Phase 2, the ban itself, launches in May. The stated goal is to eliminate all serious editing of sponsored or paid influencer content in Ogily UK campaigns by the end of 2022.

The Controversy

The decision is, as one might expect, eliciting a varied response online. As does any decision, ever. But in particular, this move touches on a core piece of online discourse—namely, the perceived psychological damage that ensues from some types of online discourse.

Interestingly enough, the company made clear in announcing their policy that it is a response to the UK government's own policies now coming into affect. As they stated on Twitter, "While the Digitally Altered Body Image Bill is being reviewed by the UK government, our @OgilvyUK Influencer team is saying no to working with Influencers that distort bodies."

It's clear Ogilvy sees the move as a chance to stand on the right side of history. As Titus put it, “This is definitely the right thing to do and we want to be the agency that puts the key pieces in place so other agencies can follow up...customers want it, the industry wants it, influencers are generally happy about it – so why haven’t we done this sooner?”

However, as noted by The Drum in their piece on industry fallout in the wake of the policy, not all insiders are convinced it's the right play.

Said Christina Muller, UK head of social atVMLY&R, "I can’t help but think that influencers are only a product of the industry they serve. They have been brought up to believe that they need to alter their appearance to attract an audience, catch the eye of brands and ultimately get paid."

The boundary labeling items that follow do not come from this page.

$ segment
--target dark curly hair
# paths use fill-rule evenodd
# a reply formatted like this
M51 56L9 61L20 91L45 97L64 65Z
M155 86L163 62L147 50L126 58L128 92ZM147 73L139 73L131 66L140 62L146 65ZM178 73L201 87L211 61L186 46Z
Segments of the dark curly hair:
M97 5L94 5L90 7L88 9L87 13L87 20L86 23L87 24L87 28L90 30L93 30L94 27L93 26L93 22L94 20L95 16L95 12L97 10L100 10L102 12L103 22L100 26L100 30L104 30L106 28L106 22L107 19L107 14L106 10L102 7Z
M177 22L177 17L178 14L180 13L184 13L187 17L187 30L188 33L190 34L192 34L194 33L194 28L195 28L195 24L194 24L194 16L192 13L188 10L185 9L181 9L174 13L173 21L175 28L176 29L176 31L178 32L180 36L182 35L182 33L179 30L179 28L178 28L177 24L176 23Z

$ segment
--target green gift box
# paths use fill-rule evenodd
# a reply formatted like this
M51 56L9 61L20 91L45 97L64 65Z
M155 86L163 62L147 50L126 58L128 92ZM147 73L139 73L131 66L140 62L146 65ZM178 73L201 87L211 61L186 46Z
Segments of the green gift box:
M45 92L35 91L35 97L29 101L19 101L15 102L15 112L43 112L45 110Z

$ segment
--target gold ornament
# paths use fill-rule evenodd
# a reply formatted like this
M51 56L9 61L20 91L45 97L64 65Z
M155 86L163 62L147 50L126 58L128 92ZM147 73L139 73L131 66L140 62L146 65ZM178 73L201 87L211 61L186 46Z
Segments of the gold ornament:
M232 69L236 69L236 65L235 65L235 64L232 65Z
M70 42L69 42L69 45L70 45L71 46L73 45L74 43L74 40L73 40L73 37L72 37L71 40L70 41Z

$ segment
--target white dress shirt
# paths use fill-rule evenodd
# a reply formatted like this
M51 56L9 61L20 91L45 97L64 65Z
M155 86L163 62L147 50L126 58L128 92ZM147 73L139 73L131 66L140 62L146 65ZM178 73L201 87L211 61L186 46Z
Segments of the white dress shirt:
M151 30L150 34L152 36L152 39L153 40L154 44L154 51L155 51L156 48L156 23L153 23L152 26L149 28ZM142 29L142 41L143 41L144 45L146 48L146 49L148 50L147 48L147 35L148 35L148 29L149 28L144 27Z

And according to Gemma Dowler, Art Director at Creative Team, "In many ways, I’m here for this, and in many ways, I’m really not. The same institutions who made us feel inadequate are now saying they won’t employ the women who have discovered a way to present a visual of the perfection they’ve been sold."

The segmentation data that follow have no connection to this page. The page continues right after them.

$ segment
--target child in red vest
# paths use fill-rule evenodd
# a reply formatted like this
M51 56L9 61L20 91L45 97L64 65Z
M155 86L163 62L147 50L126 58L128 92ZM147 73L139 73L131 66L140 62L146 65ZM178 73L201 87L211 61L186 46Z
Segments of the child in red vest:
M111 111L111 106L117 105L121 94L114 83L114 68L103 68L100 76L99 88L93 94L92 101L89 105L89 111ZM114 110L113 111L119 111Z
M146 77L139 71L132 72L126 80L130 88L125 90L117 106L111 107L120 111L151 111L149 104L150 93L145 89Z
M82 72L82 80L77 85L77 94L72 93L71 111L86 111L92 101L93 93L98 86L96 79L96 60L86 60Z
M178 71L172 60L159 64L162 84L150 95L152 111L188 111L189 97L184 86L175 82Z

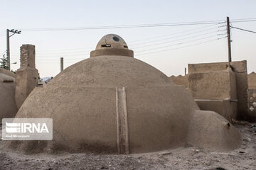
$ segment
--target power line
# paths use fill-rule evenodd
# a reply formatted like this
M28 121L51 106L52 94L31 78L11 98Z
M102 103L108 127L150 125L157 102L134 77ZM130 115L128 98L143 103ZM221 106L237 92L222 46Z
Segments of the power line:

Both women put voice to a nagging bit of discomfort at the heart of Ogilvy's decision. Influencers don't exist in a vacuum. And in a world where women's bodies continue to be critiqued and criticised in ways that are both harmful and unfair, and where mass media sells an image of beauty that is still largely unattainable...is it any surprise that those who trade on their appearance feel obliged to edit their output so as to keep up?

On the flipside of the argument, one could liken the situation to that of doping in sports. It only takes a few true cheaters (that is to say, those who would dope no matter what) to make others feel the need to resort to steroids in order to keep up. You could argue that those athletes who turned to doping only in an effort to keep up, really had no choice in the matter. And yet the World Anti-Doping Administration sees no difference, and cuts no slack.

What Happens Now?

Ogilvy UK has already released their plan for how it will tackle the thorny problem of actually determining which images are edited. According to The Drum, they'll be using their proprietary InfluenceO AI engine to recognize images that have been altered or retouched.

THe policy itself won't ban all editing. Ogilvy UK will be judging the degree of an edit based on the standards set forth in the UK's proposed new Digitally Altered Body Image Bill, which would allow for changes in lighting, contrast, and color, for example, but not for body modification. The bill itself aims to tackle what lawmakers are calling "misleading" representations on social media.

Naturally, the legal move will (if adopted) precipitate more changes in UK advertising. Ogilvy UK is just the first to make a policy...and a pre-emptive one at that. For now, the functional impact is limited to the advertising world of Great Britain. But as the online discourse reacts to Ogilvy's decisions, we can expect other brands and companies to take note. And we may not be far from other governments making similar pushes for legal standards around online body modification.

In any case, nothing will change overnight. As Titus told The Drum, “We are talking about reversing 10 years of social media behavior and that’s not going to happen in two months. We know that what we are putting in place we will not see any immediate benefits for the next five years. It’s too big a project and that’s OK.”